When used in a dose of more than 0.9 mg/kg body weight, an increase in heart rate is possible, which may counteract bradycardia caused by other anesthetics or occurring during vagus nerve stimulation.

It should be borne in mind that during general anesthesia, even in the absence of known triggering agents, malignant hyperthermia may develop, so specialists should carefully monitor for early signs confirming the diagnosis of malignant hyperthermia. Experimental studies have shown that Rocuronium bromide is a factor that triggers the development of malignant hyperthermia.

Since the drug causes paralysis of the respiratory muscles, mechanical ventilation must be performed until adequate spontaneous breathing is restored.

Effect on the ability to drive vehicles and operate machinery

Within 24 hours after complete restoration of neuromuscular conduction, it is not recommended to drive vehicles or engage in potentially hazardous activities that require increased attention and rapid psychomotor reactions.

Drug Interactions

The effect of rocuronium bromide is enhanced by general anesthetics (it is recommended to reduce their infusion rate by 40%), other non-depolarizing muscle relaxants, aminoglycosides, polymyxin, tetracycline, vancomycin, bacitracin, colistin, quinidine, metronidazole (in high doses), diuretics, alpha-blockers, beta-blockers, thiamine, MAO inhibitors, protamine sulfate, magnesium salts, succinylcholine, corticosteroids, mineralocorticoids.

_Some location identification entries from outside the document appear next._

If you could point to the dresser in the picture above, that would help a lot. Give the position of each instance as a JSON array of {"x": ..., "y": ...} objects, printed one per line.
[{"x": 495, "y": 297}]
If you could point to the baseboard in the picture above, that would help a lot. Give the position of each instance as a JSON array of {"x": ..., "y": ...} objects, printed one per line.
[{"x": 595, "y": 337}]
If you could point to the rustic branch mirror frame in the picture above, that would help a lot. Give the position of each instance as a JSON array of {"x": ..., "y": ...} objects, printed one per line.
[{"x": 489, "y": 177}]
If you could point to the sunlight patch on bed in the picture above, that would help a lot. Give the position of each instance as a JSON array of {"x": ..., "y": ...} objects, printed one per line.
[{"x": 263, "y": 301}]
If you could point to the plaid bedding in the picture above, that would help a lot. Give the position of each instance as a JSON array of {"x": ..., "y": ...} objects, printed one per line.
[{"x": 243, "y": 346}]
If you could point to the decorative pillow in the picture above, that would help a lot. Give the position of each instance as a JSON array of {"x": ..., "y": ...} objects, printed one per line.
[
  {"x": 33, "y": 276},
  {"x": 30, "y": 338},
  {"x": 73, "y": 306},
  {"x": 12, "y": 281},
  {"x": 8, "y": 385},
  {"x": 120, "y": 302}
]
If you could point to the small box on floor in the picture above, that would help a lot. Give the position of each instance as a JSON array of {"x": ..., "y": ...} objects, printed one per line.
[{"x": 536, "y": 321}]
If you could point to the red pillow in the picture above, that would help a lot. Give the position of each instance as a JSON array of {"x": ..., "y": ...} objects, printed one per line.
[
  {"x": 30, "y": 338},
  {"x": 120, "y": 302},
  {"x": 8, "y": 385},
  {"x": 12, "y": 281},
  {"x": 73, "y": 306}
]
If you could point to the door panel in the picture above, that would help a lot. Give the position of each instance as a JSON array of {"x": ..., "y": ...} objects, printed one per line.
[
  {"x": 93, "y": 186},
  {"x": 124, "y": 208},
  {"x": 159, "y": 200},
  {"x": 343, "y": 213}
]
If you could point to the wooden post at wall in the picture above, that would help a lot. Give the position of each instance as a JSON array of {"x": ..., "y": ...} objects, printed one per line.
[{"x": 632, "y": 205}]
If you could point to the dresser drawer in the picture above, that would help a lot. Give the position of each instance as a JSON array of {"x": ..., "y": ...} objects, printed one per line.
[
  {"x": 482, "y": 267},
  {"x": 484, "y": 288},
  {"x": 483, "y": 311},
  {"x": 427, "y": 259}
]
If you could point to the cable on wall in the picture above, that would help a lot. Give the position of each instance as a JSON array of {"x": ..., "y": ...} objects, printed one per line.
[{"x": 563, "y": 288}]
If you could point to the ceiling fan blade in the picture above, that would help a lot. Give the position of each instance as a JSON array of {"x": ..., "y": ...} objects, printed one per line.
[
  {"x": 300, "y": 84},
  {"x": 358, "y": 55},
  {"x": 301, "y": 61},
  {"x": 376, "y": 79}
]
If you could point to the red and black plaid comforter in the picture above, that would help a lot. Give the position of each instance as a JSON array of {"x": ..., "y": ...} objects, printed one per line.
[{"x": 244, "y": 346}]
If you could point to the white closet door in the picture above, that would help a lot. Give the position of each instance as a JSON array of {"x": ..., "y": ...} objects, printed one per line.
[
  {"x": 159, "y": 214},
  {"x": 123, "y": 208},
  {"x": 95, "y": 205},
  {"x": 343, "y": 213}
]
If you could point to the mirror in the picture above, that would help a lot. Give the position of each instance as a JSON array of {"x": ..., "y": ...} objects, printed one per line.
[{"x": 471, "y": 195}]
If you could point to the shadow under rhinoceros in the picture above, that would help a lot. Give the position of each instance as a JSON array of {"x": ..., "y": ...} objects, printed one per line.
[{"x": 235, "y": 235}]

Rocuronium bromide exhibits properties of an antagonist of anticholinesterase agents (including proserin, neostigmine, pyridostigmine). Aminophylline, theophylline, norepinephrine, azathioprine, calcium chloride, aminopyridine derivatives, phenytoin, carbamazepine reduce the effect.

Atropine, hyoscyamine and other anticholinergic agents increase the risk of tachycardia.

Phenylephrine in nasal drops increases the risk of tachycardia, increased blood pressure and resistance to muscle relaxants in children.

Pharmaceutically incompatible with amphotericin, amoxicillin, azathioprine, cefazolin, dexamethasone, diazepam, erythromycin, famotidine, furosemide, hydrocortisone, insulin, methylprednisolone, prednisolone, trimethoprim, vancomycin, intralipid.

Storage Conditions

Store at 2°C (36°F) to 8°C (46°F). Keep in original packaging, protected from light. Keep out of reach of children.

Dispensing Status

Rx Only

Important Safety Information

This information is for educational purposes only and does not replace professional medical advice. Always consult your doctor before use. Dosage and side effects may vary. Use only as prescribed.